[ML-003] Reinforcement Learning: an Introduction

Reinforcement Learning

Reinforcement learning (RL) is a machine learning technique for solving decision problems by developing an agent that learns from trial-and-error (rewards) by interacting with the environment. Deep reinforcement learning (DRL) is a family of RL methods using deep neural networks.

An typical process of RL is shown below (adapted from Sutton and Barto [1]):

RL process from Reinforcement Learning: An Introduction by Richard Sutton and Andrew G. Barto

The basic elements

As shown in the above figure, there are five basic elements defining a RL problem:

Agent: take actions based on the current state (to maximize the expected return or cumulative reward)
Action: the decision made by the agent based on current state
Environment: the world the agent is situated in and interacts with
State: the description of the environment (also called observation)
Reward: the feedback from the environment to the agent after taking some actions

In a time-wise manner, the RL process is a sequence of state, action, reward and next state, denoted as {S_t, A_t, R_t, S_t+1}. The process can be episodic (with a terminal state) or continuous (with no terminal state). This process is Markov, i.e., the future is independent of the past, and thus called Markov decision process (MDP).
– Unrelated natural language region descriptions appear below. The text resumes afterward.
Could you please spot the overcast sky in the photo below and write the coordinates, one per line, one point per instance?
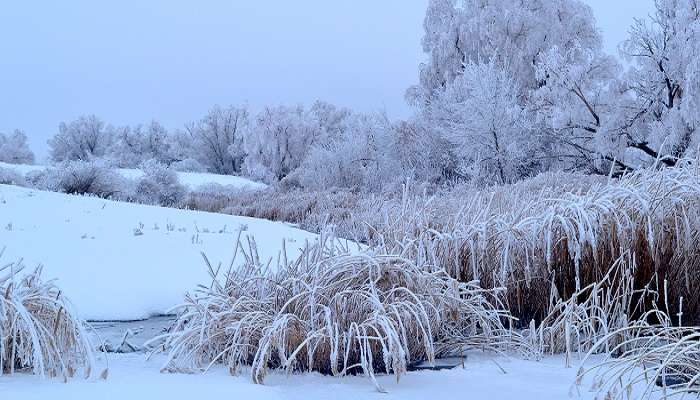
(131, 61)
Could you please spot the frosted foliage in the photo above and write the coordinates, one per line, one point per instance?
(514, 32)
(133, 146)
(217, 139)
(14, 148)
(283, 136)
(479, 113)
(357, 158)
(159, 185)
(662, 118)
(577, 102)
(84, 139)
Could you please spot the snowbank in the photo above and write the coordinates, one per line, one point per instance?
(190, 179)
(133, 378)
(121, 260)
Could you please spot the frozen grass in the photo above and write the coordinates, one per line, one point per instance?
(654, 361)
(558, 240)
(565, 229)
(332, 311)
(39, 332)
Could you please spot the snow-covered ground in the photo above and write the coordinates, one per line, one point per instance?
(190, 179)
(121, 260)
(131, 377)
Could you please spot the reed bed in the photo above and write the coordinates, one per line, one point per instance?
(537, 237)
(39, 332)
(653, 362)
(332, 311)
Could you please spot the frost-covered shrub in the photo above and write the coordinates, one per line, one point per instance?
(83, 178)
(188, 165)
(39, 331)
(216, 141)
(159, 185)
(358, 158)
(14, 149)
(133, 146)
(11, 177)
(86, 138)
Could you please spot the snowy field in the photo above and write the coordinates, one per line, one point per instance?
(121, 260)
(131, 377)
(190, 179)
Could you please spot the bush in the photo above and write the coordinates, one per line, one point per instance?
(11, 177)
(83, 178)
(188, 165)
(38, 329)
(159, 185)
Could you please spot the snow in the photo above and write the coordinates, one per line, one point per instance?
(131, 377)
(190, 179)
(121, 260)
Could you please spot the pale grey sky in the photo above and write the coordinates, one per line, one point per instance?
(131, 61)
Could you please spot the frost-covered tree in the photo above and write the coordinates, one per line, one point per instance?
(217, 139)
(513, 33)
(14, 148)
(84, 139)
(481, 115)
(282, 137)
(356, 156)
(662, 119)
(576, 105)
(134, 146)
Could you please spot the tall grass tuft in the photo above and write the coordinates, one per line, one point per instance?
(39, 332)
(332, 311)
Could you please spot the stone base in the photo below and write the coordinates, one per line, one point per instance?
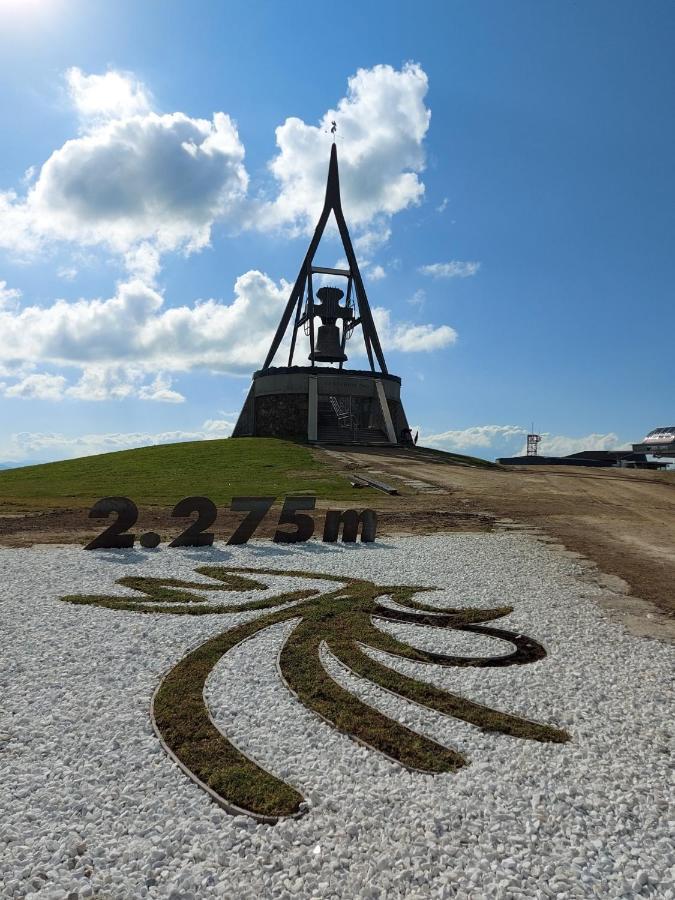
(324, 404)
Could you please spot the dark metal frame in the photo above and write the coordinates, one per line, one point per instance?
(304, 283)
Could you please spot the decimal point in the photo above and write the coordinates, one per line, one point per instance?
(150, 539)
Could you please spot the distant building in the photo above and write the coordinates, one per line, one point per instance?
(595, 459)
(659, 442)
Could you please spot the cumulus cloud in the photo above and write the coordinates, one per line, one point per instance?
(142, 183)
(456, 268)
(9, 297)
(563, 445)
(38, 386)
(411, 338)
(509, 440)
(133, 177)
(103, 337)
(115, 95)
(134, 326)
(475, 436)
(51, 445)
(382, 123)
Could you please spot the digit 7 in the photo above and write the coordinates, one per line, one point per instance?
(258, 508)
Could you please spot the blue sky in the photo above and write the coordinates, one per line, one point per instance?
(161, 165)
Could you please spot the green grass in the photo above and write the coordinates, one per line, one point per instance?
(342, 619)
(164, 474)
(459, 458)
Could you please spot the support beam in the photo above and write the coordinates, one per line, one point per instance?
(313, 409)
(386, 415)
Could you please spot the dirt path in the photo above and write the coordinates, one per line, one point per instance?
(621, 519)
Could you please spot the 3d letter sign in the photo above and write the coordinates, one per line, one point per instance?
(294, 513)
(338, 620)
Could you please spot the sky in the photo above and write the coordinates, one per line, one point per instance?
(507, 176)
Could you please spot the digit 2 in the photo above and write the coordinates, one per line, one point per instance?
(113, 538)
(194, 535)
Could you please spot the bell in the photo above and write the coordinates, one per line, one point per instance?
(327, 347)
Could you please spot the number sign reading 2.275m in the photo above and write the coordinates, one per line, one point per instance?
(293, 513)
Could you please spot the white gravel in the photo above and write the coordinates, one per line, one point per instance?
(91, 806)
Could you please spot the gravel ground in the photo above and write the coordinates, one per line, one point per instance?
(91, 806)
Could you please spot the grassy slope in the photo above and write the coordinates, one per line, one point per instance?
(164, 474)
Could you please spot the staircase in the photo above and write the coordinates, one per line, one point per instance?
(335, 425)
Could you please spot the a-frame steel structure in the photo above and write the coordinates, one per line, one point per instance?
(301, 301)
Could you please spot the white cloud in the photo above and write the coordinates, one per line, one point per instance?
(132, 176)
(115, 95)
(382, 123)
(475, 436)
(509, 440)
(134, 327)
(103, 336)
(38, 386)
(140, 183)
(411, 338)
(160, 391)
(456, 268)
(41, 445)
(9, 297)
(563, 445)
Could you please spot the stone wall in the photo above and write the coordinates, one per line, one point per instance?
(281, 415)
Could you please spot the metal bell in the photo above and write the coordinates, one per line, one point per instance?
(328, 345)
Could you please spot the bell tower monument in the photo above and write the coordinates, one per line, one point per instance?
(325, 401)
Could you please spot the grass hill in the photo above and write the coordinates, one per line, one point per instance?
(162, 475)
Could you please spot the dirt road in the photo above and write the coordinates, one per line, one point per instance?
(622, 519)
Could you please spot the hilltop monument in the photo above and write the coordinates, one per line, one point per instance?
(325, 401)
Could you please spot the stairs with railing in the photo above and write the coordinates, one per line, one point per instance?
(337, 425)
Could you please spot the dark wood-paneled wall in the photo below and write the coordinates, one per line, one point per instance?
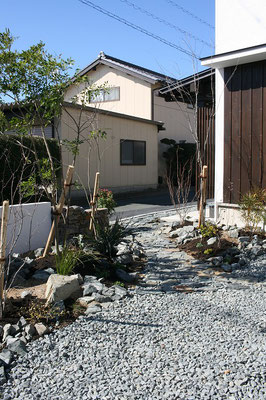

The cumulative reward at time step t can be rewritten as:

$G(t) = \sum_{k=0}^{\infty} \gamma^{k}R_{t+k+1}$

where R_t+1 is the instantaneous reward at time t, and γ (in [0,1]) is the discount of future reward.

For episodic RL problems, Monte Carlo learning can be applied by collecting the rewards at the end of the episode; while for continuous RL problems, the temporal different (TD) learning can be applied for rewards estimate.

The classification of RL methods

There are several frameworks to solve a RL problem, from different perspectives. The key solution to the RL problem is to find a good policy to take actions. A policy maps a state to an action the agent is gonna take based on the current state it sees.

The first type is the policy based method, which seeks to find the policy directly. The policy can be determinant, denoted as a=π(s) or stochastic, denoted as π(a|s)=P[A|S], depending on the actions space.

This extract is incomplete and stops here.